Burundians would fight against any peacekeepers sent into the country by the African Union, the nation’s president declared Wednesday in his first public response to the regional body’s plan to put an end to spiraling violence.
An uptick in political rhetoric reminiscent of that which preceded neighboring Rwanda’s 1994 genocide has led to international calls for dialogue between Burundi’s rival factions. Many fear tensions are edging Burundi toward a return to out-and-out bloodshed; a decade after the country’s 12-year civil war between Hutu rebels and a Tutsi-led army came to an end.
In an effort to avoid that outcome, the African Union (AU) said this month it was ready to send 5,000 peacekeepers to protect civilians caught up in months of violence, invoking for the first time powers to intervene in a member state against its will.
But President Pierre Nkurunziza has warned against such a move
"Everyone has to respect Burundi borders," Nkurunziza said Wednesday in comments broadcast on state radio.
"In case they violate those principles, they will have attacked the country and every Burundian will stand up and fight against them ... The country will have been attacked and it will respond," he said. Other government officials have already said any peacekeepers arriving without Burundi's permission would violate its sovereignty.
Nkurunziza also reiterated the government's position that any opposition members who had taken part in a failed coup in May should be barred from participating in peace talks, which kicked off this week in Kampala, Uganda.

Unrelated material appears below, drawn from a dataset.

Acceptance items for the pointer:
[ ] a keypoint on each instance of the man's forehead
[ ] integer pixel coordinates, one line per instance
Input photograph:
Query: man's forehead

"We saw them the other day in Kampala as government opponents," he said. "We can’t accept this. They must be arrested... Instead of bringing them to talks, they should instead bring them to the court."
The talks, brokered by the East African Community regional bloc, were expected to reconvene in Tanzania next month, but it remains unclear if Burundi's government will participate if they do not agree on which individuals represent the opposition.
The AU on Wednesday threatened to sanction Burundi's rival factions if they failed to attend peace talks next month, as it pushes the government to accept a peacekeeping force.
Ugandan officials said talks would resume on January 6 but the Burundi government delegation said "no consensus" had been reached on the date. AU Commission chief Nkosazana Dlamini-Zuma warned of sanctions if violence continues and talks do not go ahead.
"All those whose action could jeopardize the inter-Burundian dialogue, including attacks by armed groups against governmental facilities and other targets, as well as refusal to respond to the invitation of the mediator, shall be subjected to sanctions," Dlamini-Zuma said in a statement seen Wednesday.
She gave no further details of possible sanctions, which have been threatened before, but called for "unreserved cooperation" with the peace process "in order to put an end to the violence."
More than 400 people have been killed and 220,000 have fled to neighboring countries since the crisis erupted in April, triggered by Nkurunziza's bid for a third term. Opposition groups took to the streets saying he was violating constitutional term limits. But he pointed to a court order allowing his campaign and was re-elected in a disputed July vote.
Continued clashes and targeted assassinations in the central African nation have unsettled a region where memories of bloodshed on a large scale are still raw.
Burundi has an ethnic divide similar to the one that led to neighboring Rwanad’a 1994 genocide in which 800,000 people — mainly Tutsis and moderate Hutus — were massacred.
Many Burundi observers said there has been an escalation of dangerous rhetoric not heard since then.